Books
Before “The Thin Man”
However legendary their romance, Dashiell Hammett did his best work before he met Lillian Hellman.
For an author who has been dead since 1961 and, more to the point, whose muse went south in 1934, Dashiell Hammett had quite a year in 1999. Knopf published “Nightmare Town,” a collection of his long-neglected shorter works, edited by Kirby McCauley, Martin H. Greenberg and Ed Gorman. And a handsome, compact volume from the Library of America, “Dashiell Hammett: Complete Novels,” marked the return to hardcover of the five full-length fictions that forged his reputation — “Red Harvest,” “The Dain Curse,” “The Maltese Falcon,” “The Glass Key” and “The Thin Man.”

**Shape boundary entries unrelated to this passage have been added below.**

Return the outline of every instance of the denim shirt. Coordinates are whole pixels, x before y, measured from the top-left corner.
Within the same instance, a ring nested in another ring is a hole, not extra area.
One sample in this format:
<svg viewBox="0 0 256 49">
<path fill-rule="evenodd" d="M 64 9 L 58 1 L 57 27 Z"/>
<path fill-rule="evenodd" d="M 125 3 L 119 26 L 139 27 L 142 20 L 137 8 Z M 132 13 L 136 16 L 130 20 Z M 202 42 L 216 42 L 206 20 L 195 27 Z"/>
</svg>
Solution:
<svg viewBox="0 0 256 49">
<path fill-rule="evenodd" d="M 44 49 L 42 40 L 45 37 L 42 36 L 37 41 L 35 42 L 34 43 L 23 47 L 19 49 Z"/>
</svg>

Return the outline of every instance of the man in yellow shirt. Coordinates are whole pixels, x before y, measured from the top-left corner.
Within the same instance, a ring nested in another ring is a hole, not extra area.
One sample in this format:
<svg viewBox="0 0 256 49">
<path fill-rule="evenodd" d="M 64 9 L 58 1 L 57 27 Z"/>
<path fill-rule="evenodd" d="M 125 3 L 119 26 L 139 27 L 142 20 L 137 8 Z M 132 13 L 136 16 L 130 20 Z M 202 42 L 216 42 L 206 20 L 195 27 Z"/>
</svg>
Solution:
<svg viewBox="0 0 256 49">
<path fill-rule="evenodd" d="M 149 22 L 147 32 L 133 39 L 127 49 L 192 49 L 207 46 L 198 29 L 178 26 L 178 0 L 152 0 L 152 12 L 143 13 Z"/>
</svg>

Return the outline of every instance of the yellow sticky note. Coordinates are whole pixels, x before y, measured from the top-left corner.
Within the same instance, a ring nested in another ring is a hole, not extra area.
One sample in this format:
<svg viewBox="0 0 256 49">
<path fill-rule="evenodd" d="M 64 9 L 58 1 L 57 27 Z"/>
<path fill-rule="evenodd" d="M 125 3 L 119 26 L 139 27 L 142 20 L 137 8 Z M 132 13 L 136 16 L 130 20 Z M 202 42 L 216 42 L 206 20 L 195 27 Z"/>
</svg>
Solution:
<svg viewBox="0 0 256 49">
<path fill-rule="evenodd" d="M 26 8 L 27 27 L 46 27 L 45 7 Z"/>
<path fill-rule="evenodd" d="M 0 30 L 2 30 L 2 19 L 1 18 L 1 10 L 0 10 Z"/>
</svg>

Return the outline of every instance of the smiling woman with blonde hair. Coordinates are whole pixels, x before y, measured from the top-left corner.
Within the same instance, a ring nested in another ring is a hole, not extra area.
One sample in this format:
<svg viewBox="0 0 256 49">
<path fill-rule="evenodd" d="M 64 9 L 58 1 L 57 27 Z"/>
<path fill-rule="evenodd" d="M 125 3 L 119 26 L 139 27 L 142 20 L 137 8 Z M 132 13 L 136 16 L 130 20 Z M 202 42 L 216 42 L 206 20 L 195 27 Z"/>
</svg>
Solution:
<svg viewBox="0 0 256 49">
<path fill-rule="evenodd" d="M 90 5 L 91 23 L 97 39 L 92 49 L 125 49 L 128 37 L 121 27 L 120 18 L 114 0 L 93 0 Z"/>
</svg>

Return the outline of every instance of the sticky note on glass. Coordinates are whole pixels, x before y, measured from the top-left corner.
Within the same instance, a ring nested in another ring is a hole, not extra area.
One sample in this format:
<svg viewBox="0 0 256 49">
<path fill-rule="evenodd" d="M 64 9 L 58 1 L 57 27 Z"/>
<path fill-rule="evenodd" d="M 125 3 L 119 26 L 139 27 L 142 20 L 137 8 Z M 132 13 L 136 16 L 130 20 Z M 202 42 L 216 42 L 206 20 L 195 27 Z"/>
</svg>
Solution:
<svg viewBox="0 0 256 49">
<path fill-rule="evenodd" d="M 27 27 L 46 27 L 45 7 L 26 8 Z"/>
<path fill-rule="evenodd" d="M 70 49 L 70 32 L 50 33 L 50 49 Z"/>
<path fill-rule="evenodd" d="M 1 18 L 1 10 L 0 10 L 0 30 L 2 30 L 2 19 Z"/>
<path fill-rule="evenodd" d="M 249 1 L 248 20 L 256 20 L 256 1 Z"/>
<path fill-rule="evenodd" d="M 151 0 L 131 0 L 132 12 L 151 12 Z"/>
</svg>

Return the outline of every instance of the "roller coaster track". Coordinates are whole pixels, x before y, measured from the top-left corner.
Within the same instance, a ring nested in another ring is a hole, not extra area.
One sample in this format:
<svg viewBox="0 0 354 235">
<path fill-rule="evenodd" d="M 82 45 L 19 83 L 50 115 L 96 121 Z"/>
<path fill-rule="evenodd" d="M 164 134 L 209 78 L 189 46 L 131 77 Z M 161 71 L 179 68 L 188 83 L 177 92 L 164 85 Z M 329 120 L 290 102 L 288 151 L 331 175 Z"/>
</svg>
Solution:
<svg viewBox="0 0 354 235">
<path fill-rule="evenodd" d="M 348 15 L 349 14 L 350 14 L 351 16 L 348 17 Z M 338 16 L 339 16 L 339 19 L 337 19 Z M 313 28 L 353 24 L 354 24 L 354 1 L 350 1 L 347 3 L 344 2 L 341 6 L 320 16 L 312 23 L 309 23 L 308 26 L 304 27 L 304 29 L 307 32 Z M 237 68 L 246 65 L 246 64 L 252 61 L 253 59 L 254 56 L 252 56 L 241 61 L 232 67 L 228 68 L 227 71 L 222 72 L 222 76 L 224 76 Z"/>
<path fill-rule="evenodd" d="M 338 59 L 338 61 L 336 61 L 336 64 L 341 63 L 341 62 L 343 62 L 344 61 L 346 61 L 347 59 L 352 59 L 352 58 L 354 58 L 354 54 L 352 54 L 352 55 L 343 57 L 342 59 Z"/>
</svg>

These two recent literary helpings of Hammett serve as notice to some and a reminder to others that there was a time when he was more famous for his fiction than for being Lillian Hellman’s sparring partner and literary guru. They also suggest that his creative flow seems to have stemmed at the tail end of 1930. Earlier that year, he had completed the novel “The Glass Key.” He also had begun a new manuscript, “The Thin Man,” that he would eventually discard in favor of a very different sort of mystery with that same title. As he wrote to a friend, “My publisher and I agreed that it might be wise to postpone the publication of ‘The Glass Key’ … So — having plenty of time — I put [the] 65 ["Thin Man"] pages aside and went to Hollywood for a year. One thing and/or another intervening after that, I didn’t return to work on the story until a couple of years had passed — and then I found it easier … to start anew.”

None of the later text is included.